Actividad 1.- En todas las actividades diarias que realiza con la niña o niño, llamarlo por su nombre para atraer su atención.

2.- Llamarlo con mucha frecuencia pronunciando su nombre y haciendo que vuelva la cabeza hacia el adulto.

3.- Llamar al niño o niña cuando el adulto esté fuera de su campo visual. Cuando vuelca la cabeza es recomendable recompensarlo con algún juego.

4.- Cuando el niño o niña llore para atraer la atención del adulto, podemos tranquilizarlo colocándonos fuera de su vista y hablándole con palabras dulces y cariñosas. Cuando se de vuelta, abrazarlo y acariciarlo.
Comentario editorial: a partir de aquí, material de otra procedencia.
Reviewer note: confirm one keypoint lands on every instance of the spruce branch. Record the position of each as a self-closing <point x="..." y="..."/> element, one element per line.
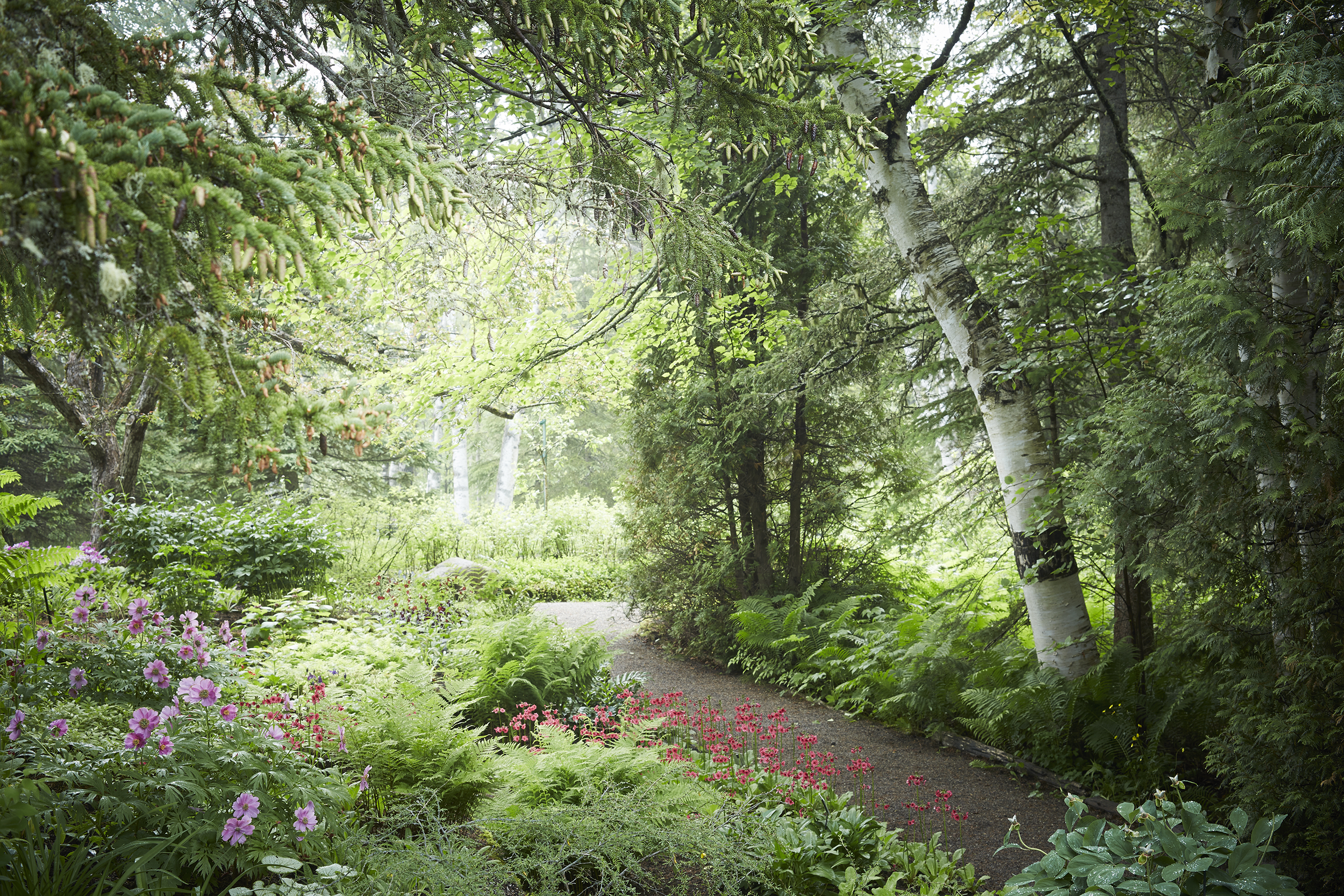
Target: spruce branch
<point x="1121" y="138"/>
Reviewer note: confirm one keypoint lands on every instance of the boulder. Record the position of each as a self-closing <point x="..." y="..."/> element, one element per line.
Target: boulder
<point x="472" y="574"/>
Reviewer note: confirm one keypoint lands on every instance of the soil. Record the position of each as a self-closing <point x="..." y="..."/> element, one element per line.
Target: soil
<point x="990" y="795"/>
5.- Atraer la atención del niño o niña cuando esté entretenido jugando llamándolo por su nombre.

Masajes: 1.- Cuando la niña o niño esté acostado boca abajo con las piernas estiradas, coger los brazos por los codos y, estirados hacia delante, colocarlos de manera que las palmas de las manos se toquen con los pulgares hacia arriba. En esta posición la niña o niño levanta la cabeza fortaleciendo los músculos de la nuca, los hombros y la espalda. 2.- Acostado boca arriba estirar las piernas sujetando por encima de los tobillos, después doblarlas sobre el abdomen y volverlas a estirar. Repetir cinco veces con las dos piernas y luego otras tantas alternándolas. Conseguimos con este ejercicio fortalecer los músculos de las piernas y estimular el intestino. 3.- Se acuesta a la niña o niño de espaldas, con el cuerpo bien pegado a la superficie y las rodillas hacia los lados, el adulto agarrando por los tobillos junta las plantas de los pies (los talones, el borde exterior de los pies y los dedos) mientras con los pulgares el adulto acaricia las plantas de los pies hasta los dedos gordos, favoreciendo la formación del arco del pie y los músculos de las piernas.